Detroit, with the future uncertain for 40-year-old Steve Yzerman, is another prime landing spot. But the Winged Wheels already are holding $32 million-plus in deals for 15 players, with a combined $12.5 million tied up in defensemen Nicklas Lidstrom and Derian Hatcher.
Rest assured, even with all the cap considerations, there is a great deal to be made for Thornton. Forsberg great? Maybe not. But someone will bite. If the Bruins don't want Thornton as the central building block of their franchise for the next three to five years or more, at a cost approaching $40 million (the kind of dough they never shelled out for Hall of Famers Ray Bourque or Cam Neely), then they are left with no choice but to deal him. Now.
Samsonov, Hardy to Thornton's Laurel since arriving on Fleet Street, would not draw as much trade interest. He also shouldn't be as difficult (read: expensive) to tie up, long term. His qualifying offer for the upcoming season is just more than $2.75 million, and it's realistic to think the Bruins, who love both his game and work ethic, would attempt to close on him with a three- or four-year deal averaging in the $4 million to $4.5 million range.
He, too, could choose to walk next summer, and his wife is from Detroit, where the Samsonovs now spend their summers. It could be that he would find Hockeytown a better family fit, but again, the Winged Wheels are handicapped by their old-era spending. Chicago has tons of spending room, and Samsonov's GM from IHL days, Rick Dudley, is now part of the Blackhawks' decision-making chain. If Samsonov goes free, look for the Hawks to roll out the dough.
Boston's greatest strength, without a single game played in '05-'06, appears to be in net, where rookie of the year Andrew Raycroft will team with rookie-to-be Hannu Toivonen. Both must be signed, but those deals should be easy.
The Bruins have only one defenseman, Ian Moran, under contract ($456,000) for the coming season. The only other certainty is that they'll bring back Nick Boynton (qualifier: $1.9 million), and perhaps cut a deal with Hal Gill if he wants to play for something less than his $1.6 million qualifying offer. Gill, too, is free to walk next summer. The Bruins have the money to make Sergei Gonchar a respectable offer, using his $5.5 million arbitration award last summer as a yardstick, but there is no telling where Gonchar will choose to play. Rumors had him headed back to Washington, even before the lockout began.

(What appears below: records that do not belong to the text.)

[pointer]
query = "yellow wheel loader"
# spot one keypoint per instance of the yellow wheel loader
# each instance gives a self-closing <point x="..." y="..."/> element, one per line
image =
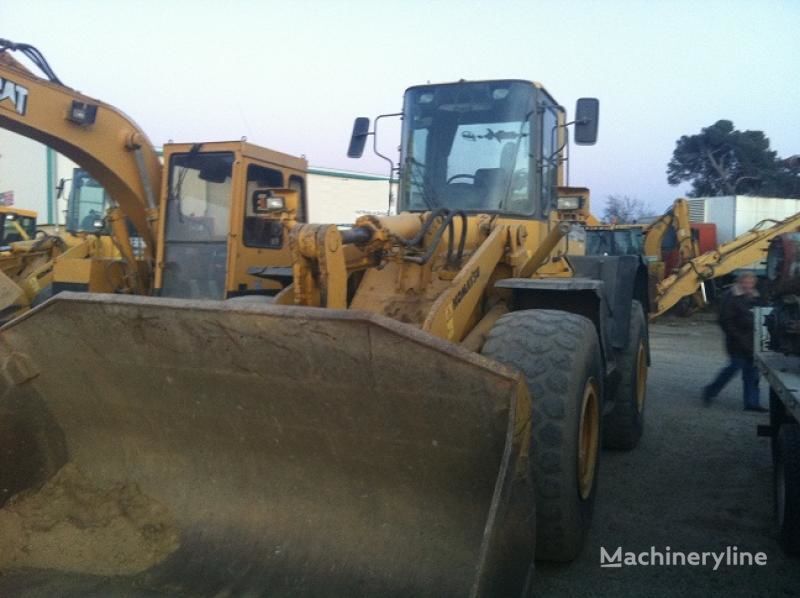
<point x="419" y="412"/>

Other candidates to fill out the backline: Milan Jurcina, Andrew Alberts, Jonathan Girard, and, perhaps, Mark Stuart, the 21st pick overall in the '03 draft. The key, though, will be Gonchar. If he's out, the Bruins will have to find a prime free agent to give the group real definition. No one brings Gonchar's elements. But an interesting fit could be dastardly Alexei Zhitnik, who will turn 33 at the start of the season.
Up front, Tom Fitzgerald and Patrice Bergeron are back for very short money, a combined $1.1 million. It should be fairly easy for O'Connell to come to terms with P.J. Axelsson. Look for Andy Hilbert, Brad Boyes, and the steel-knuckled Colton Orr to get at least one- or two-month shots at sticking in Boston.

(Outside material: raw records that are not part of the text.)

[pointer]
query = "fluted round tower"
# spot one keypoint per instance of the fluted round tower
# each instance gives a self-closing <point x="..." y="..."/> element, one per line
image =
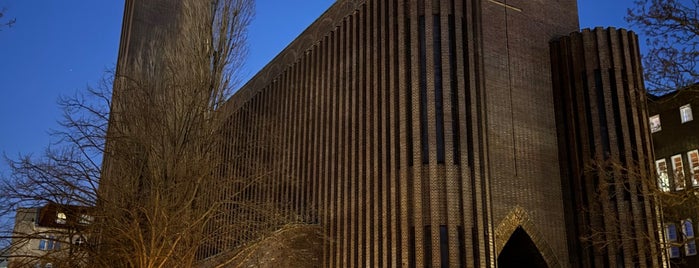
<point x="606" y="155"/>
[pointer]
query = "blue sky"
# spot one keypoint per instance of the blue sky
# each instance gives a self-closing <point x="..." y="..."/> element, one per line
<point x="59" y="47"/>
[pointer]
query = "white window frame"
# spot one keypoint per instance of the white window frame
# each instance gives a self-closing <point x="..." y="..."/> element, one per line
<point x="690" y="246"/>
<point x="655" y="124"/>
<point x="686" y="113"/>
<point x="672" y="250"/>
<point x="678" y="172"/>
<point x="61" y="218"/>
<point x="663" y="179"/>
<point x="693" y="159"/>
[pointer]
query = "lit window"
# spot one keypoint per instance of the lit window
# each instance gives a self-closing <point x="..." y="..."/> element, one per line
<point x="693" y="157"/>
<point x="678" y="171"/>
<point x="671" y="236"/>
<point x="655" y="123"/>
<point x="49" y="243"/>
<point x="42" y="244"/>
<point x="687" y="228"/>
<point x="85" y="219"/>
<point x="61" y="218"/>
<point x="663" y="180"/>
<point x="690" y="247"/>
<point x="686" y="113"/>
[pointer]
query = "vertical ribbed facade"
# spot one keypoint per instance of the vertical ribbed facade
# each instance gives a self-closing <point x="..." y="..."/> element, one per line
<point x="423" y="133"/>
<point x="381" y="111"/>
<point x="380" y="118"/>
<point x="605" y="148"/>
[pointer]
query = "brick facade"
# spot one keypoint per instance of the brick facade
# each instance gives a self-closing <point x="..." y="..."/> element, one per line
<point x="424" y="133"/>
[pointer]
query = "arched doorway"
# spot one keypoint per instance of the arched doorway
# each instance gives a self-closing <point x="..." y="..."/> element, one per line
<point x="520" y="251"/>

Glen Murray and Marty Lapointe could have jobs, but only at significant paycuts, perhaps no more than 10 percent ($3.9 million) of the total cap between them, roughly a 50 percent trim. Travis Green, 34 and a free agent, was effective during his season on the books. He would have a spot, if the dollars worked.
Lindros? He is 32 now, and his history of concussions makes him a risk. But he's an intriguing option, and he'd provide some serious push and snarl behind Thornton as the No. 2 pivot. Forsberg? The Avalanche might want to keep him around for the $7.8 million max, but they've got serious cap issues, too. It just might not work there for Forsberg anymore. How ironic, if they ended up together, sandwiched right here between Quebec and Philly.